C API to allow Badger usage in other languages

Hello,

I’m wondering if there is a consideration to add a C API to Badger allowing it to be used by another language.

My system is written in Elixir, and currently I use RocksDB via their C API. I was very interested in using Badger as an alternative since it seems to have some features that would fit better to my use case.

Hi @sezaru, welcome to the community. Its great to know that you want to try out Badger. I am interested in knowing the features of the badger that will fit better for your use case.

Our goal for near future is around memory optimizations and stablisation. This may be a good enhancement but is not on our immediate roadmap. Requesting comment from @ibrahim.

Hey @sezaru, we do not plan on adding support for more languages.
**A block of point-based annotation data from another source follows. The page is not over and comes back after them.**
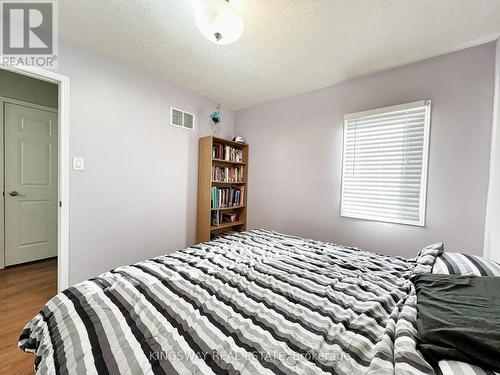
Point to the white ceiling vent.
(181, 119)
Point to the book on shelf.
(227, 197)
(227, 174)
(227, 153)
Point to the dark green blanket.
(459, 318)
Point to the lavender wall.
(137, 197)
(296, 155)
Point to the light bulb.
(218, 21)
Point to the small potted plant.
(216, 119)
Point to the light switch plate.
(78, 163)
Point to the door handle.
(14, 193)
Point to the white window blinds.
(384, 174)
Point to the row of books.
(219, 217)
(227, 174)
(228, 197)
(227, 153)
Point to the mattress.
(256, 302)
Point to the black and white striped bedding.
(256, 302)
(463, 264)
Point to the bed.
(256, 302)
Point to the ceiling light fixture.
(218, 21)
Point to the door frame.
(63, 168)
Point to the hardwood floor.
(24, 289)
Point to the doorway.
(30, 182)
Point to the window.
(384, 175)
(181, 118)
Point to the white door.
(30, 184)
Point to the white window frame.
(425, 161)
(183, 111)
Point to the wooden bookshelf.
(205, 229)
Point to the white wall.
(296, 155)
(137, 197)
(492, 232)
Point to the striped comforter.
(256, 302)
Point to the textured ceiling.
(288, 46)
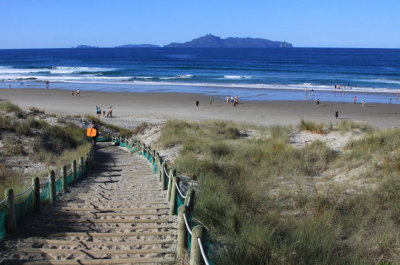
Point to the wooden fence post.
(36, 195)
(81, 166)
(189, 200)
(64, 180)
(52, 186)
(163, 181)
(170, 182)
(182, 234)
(87, 162)
(172, 202)
(195, 253)
(74, 171)
(11, 219)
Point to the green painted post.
(195, 253)
(87, 162)
(81, 166)
(36, 195)
(182, 234)
(170, 182)
(64, 181)
(189, 200)
(91, 154)
(163, 182)
(73, 166)
(52, 183)
(172, 202)
(11, 219)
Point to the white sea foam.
(381, 80)
(53, 70)
(237, 76)
(71, 70)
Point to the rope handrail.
(22, 193)
(4, 200)
(166, 173)
(179, 191)
(44, 183)
(202, 251)
(187, 224)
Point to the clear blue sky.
(106, 23)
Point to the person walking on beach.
(94, 138)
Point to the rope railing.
(166, 173)
(174, 196)
(187, 224)
(25, 191)
(179, 191)
(203, 254)
(4, 201)
(39, 193)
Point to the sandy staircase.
(116, 215)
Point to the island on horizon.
(211, 41)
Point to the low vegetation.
(29, 140)
(120, 131)
(267, 202)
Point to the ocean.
(251, 74)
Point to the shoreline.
(272, 93)
(131, 107)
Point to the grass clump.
(311, 126)
(121, 131)
(258, 195)
(10, 107)
(29, 140)
(141, 128)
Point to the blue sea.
(251, 74)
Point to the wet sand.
(162, 106)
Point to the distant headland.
(211, 41)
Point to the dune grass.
(121, 131)
(38, 141)
(259, 195)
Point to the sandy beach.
(133, 108)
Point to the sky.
(106, 23)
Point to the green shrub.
(259, 197)
(9, 107)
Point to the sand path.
(116, 215)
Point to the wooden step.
(109, 214)
(96, 234)
(94, 261)
(91, 243)
(114, 221)
(97, 252)
(112, 209)
(91, 227)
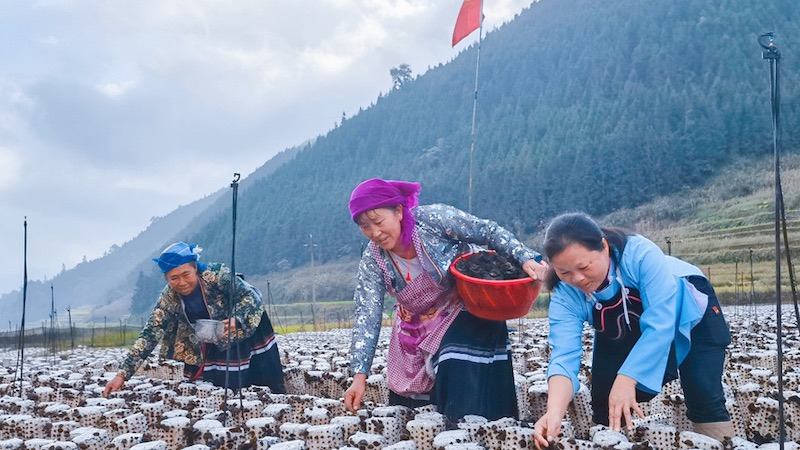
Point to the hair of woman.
(579, 228)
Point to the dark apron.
(614, 339)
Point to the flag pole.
(474, 110)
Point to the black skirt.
(474, 371)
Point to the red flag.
(469, 20)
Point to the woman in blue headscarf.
(195, 291)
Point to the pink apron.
(429, 310)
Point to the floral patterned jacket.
(445, 233)
(168, 322)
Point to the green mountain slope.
(598, 105)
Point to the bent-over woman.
(656, 318)
(247, 350)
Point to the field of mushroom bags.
(57, 404)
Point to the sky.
(114, 112)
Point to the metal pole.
(21, 359)
(474, 111)
(71, 330)
(311, 246)
(772, 54)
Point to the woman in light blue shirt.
(656, 318)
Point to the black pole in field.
(21, 353)
(772, 55)
(231, 301)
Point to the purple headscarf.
(377, 193)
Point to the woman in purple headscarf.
(439, 353)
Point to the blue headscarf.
(178, 254)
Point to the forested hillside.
(596, 105)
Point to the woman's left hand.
(537, 271)
(229, 327)
(621, 401)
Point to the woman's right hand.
(114, 385)
(547, 429)
(354, 395)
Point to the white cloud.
(10, 165)
(114, 112)
(118, 89)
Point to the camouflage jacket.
(168, 322)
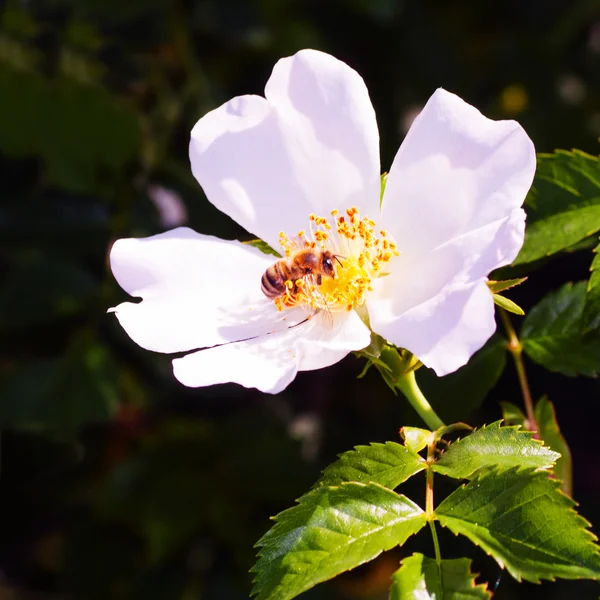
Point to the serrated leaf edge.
(571, 505)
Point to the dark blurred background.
(115, 481)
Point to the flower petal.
(271, 362)
(418, 305)
(445, 331)
(197, 291)
(456, 171)
(311, 146)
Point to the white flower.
(311, 146)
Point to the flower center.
(333, 266)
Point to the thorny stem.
(516, 349)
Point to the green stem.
(436, 544)
(407, 384)
(516, 349)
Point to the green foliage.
(103, 138)
(525, 523)
(512, 414)
(422, 577)
(331, 530)
(550, 433)
(494, 446)
(500, 286)
(61, 395)
(508, 304)
(591, 309)
(263, 247)
(67, 290)
(563, 206)
(455, 396)
(553, 336)
(388, 464)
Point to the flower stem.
(407, 384)
(436, 544)
(516, 349)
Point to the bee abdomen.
(273, 282)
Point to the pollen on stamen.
(365, 253)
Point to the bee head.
(327, 263)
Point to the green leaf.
(552, 333)
(387, 464)
(263, 247)
(563, 206)
(512, 414)
(494, 446)
(455, 396)
(591, 309)
(415, 438)
(523, 520)
(331, 530)
(420, 577)
(508, 305)
(550, 433)
(500, 286)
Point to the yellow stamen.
(364, 255)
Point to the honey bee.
(308, 264)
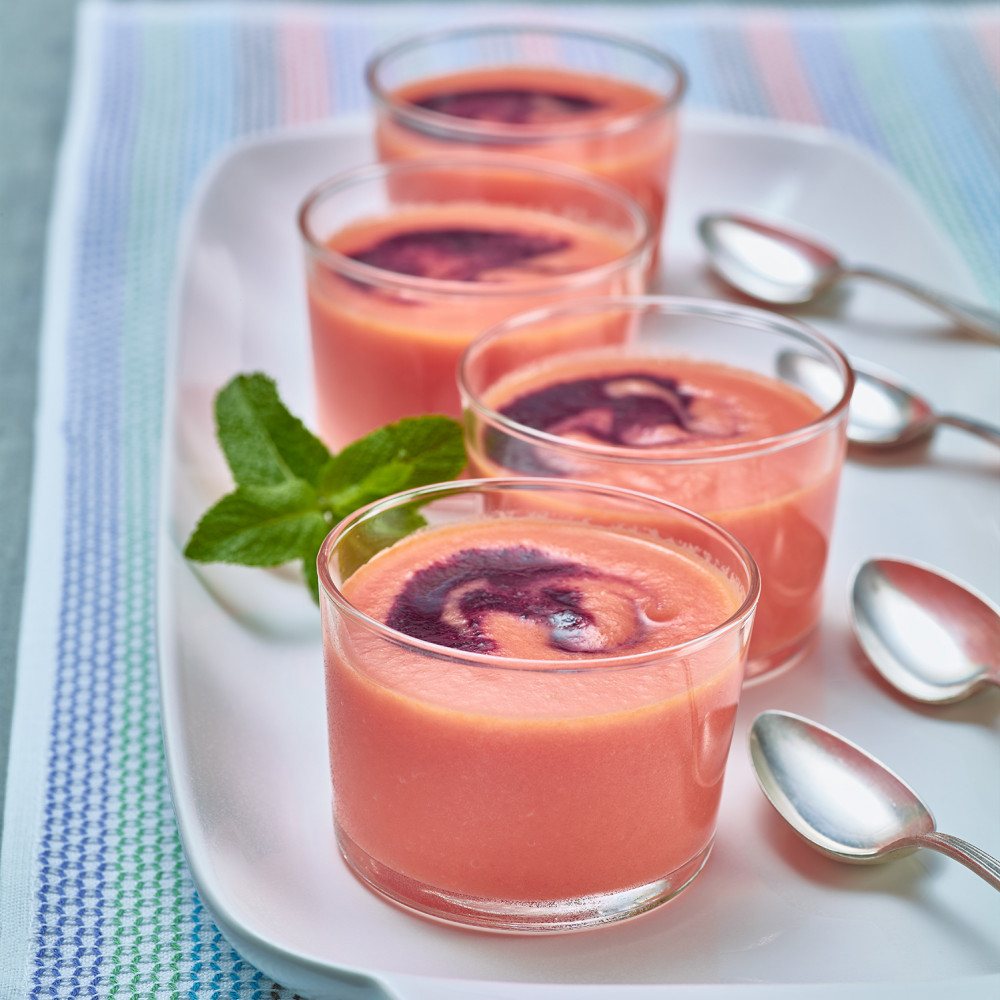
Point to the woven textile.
(96, 898)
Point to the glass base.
(517, 915)
(779, 661)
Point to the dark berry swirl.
(509, 105)
(446, 603)
(630, 409)
(456, 254)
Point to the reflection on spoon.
(884, 414)
(773, 264)
(843, 801)
(925, 633)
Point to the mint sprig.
(290, 490)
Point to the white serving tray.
(241, 675)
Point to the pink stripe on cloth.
(776, 59)
(303, 72)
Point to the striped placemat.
(95, 897)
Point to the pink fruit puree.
(382, 351)
(779, 502)
(496, 776)
(595, 123)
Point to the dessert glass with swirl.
(604, 104)
(407, 262)
(683, 399)
(531, 692)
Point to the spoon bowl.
(884, 413)
(843, 801)
(775, 264)
(926, 633)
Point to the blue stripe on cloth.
(76, 861)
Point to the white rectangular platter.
(241, 674)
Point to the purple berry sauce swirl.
(446, 603)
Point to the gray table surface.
(36, 53)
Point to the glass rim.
(371, 275)
(664, 454)
(442, 123)
(537, 485)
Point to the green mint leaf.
(263, 443)
(259, 525)
(290, 490)
(415, 452)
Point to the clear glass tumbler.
(531, 687)
(407, 262)
(605, 104)
(688, 400)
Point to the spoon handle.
(976, 319)
(988, 432)
(975, 859)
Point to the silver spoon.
(883, 413)
(926, 633)
(845, 802)
(776, 265)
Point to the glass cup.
(689, 400)
(407, 262)
(531, 690)
(606, 105)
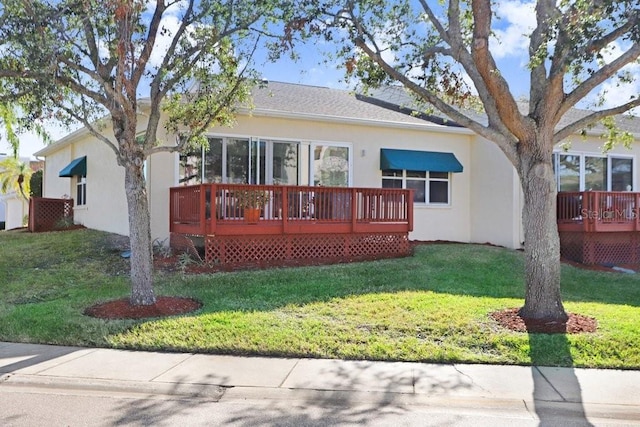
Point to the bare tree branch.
(599, 77)
(592, 118)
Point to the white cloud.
(512, 38)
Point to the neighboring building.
(466, 190)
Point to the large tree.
(81, 61)
(442, 52)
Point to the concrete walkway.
(584, 394)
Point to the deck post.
(285, 209)
(354, 209)
(202, 208)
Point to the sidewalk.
(605, 394)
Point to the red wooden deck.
(295, 223)
(599, 227)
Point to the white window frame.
(427, 179)
(582, 155)
(81, 187)
(302, 144)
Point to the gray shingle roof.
(397, 95)
(298, 99)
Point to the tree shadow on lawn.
(460, 269)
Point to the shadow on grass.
(457, 269)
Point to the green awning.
(77, 167)
(432, 161)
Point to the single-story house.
(465, 189)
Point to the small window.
(430, 188)
(81, 191)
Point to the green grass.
(432, 307)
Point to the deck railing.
(598, 211)
(219, 209)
If you wish you use badger in a C project, you can do it via https://golang.org/cmd/cgo/#hdr-C_references_to_Go.

1 Like

Sure.

Basically I created a “small” time series database using RocksDB, what I did to this to work was to use their prefix_extractor and comparator to allow me to add keys like “my_key.iso8501_timestamp” and then iterate through then via prefix_iterator in reverse order.

The small part of the database is that I limit the data stored per key by a TTL and I would also want to limit by max number per key (I could only implement the TTL in RocksDB with their built-in TTL system, but I didn’t find any way to limit by max number of keys during compaction).

Reading about Badger online, it seems to me that it would fit nicely for this use case, I would be able to store the keys without the timestamp since Badger support key versioning, and it seems like I would be able to limit my key with TTL and max key limit because of it.

2 Likes

Yeah, you are correct, I guess I can do a “mini” api that suit my needs and use that as the wrapper.

1 Like

Hey, by the way, if you guys don’t mind if I get a little off-topic, I have some question about applying Badger to my use case.

I want to make sure Badger has all the features and performance requirements I need before I invest more time into testing it and creating the C API for my needs.

I will explain what I’m trying to do with it in more detail.

I’m trying to store time-series financial data in an efficient manner, this data doesn’t need to be stored forever, but they do come in high quantities during certain periods of time.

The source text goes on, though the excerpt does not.